Plot depicts mean cumulative number (summed across the general and specific probes) of internal (episodic) details generated on the AI across the five sampled intervals, as a function of group (amnesic group, N = 16; control group, N = 16). With the exception of the past year, each time interval refers to the age of the participant at the time of the remembered event; for example, 18–30 years refers to an event that occurred when each participant was between 18–30 years-of-age. A significant interaction between group and time (across all five sampled intervals) suggests that the loss of internal (episodic) detail was time-sensitive (F(2.67,80.22) = 3.91, p=0.015, η2= 0.115).

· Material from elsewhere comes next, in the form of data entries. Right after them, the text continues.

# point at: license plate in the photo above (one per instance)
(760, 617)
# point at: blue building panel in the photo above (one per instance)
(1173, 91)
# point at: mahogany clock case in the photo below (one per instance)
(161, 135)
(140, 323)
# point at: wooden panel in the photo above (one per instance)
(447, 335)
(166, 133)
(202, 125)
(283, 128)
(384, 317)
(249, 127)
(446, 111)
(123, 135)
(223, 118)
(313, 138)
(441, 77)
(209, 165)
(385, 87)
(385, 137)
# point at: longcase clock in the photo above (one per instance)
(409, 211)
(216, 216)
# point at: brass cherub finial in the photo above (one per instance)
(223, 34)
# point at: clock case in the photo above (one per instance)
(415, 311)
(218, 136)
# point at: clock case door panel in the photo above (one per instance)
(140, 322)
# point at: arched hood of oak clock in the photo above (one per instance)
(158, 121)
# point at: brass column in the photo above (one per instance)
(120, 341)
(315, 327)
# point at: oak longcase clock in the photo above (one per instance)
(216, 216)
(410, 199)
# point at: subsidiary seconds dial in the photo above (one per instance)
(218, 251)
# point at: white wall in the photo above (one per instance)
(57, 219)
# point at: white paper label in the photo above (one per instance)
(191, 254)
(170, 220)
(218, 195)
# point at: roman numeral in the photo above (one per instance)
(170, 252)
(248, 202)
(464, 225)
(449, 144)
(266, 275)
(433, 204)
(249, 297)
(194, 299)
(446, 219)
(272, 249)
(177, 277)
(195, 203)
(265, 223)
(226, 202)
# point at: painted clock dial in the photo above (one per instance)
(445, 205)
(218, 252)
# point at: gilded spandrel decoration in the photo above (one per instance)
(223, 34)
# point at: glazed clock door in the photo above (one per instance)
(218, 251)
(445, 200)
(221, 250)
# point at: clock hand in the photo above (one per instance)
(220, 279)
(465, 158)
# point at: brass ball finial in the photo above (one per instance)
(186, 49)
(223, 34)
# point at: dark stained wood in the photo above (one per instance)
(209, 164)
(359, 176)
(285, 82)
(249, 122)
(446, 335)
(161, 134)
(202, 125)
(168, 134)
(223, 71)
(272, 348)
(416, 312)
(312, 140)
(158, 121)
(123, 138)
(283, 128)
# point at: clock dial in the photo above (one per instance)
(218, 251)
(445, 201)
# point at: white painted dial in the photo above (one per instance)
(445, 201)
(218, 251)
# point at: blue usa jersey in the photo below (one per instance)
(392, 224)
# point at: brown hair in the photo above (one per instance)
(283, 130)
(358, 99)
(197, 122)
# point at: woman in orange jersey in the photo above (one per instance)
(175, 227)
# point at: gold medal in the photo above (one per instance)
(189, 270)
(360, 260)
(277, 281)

Post hoc analyses revealed that the earliest remote memory (0–11 years) was intact (F(1,30) = 0.250, p=0.621), whereas there was temporally ungraded loss of internal detail across the remaining remote and recent memories (group: F(1,30) = 23.25, p<0.0001, η2= 0.437; group x time: F(2.62,78.44) = 1.51, p=0.222, η2p = 0.048; time: F(2.62,78.44) = 0.604, p=0.592, η2= 0.020), extending up to ~50 years prior to the CA3 damage (11–18 year interval for internal detail, F(1,30) = 6.43, p=0.017). Error bars correspond to the s.e.m.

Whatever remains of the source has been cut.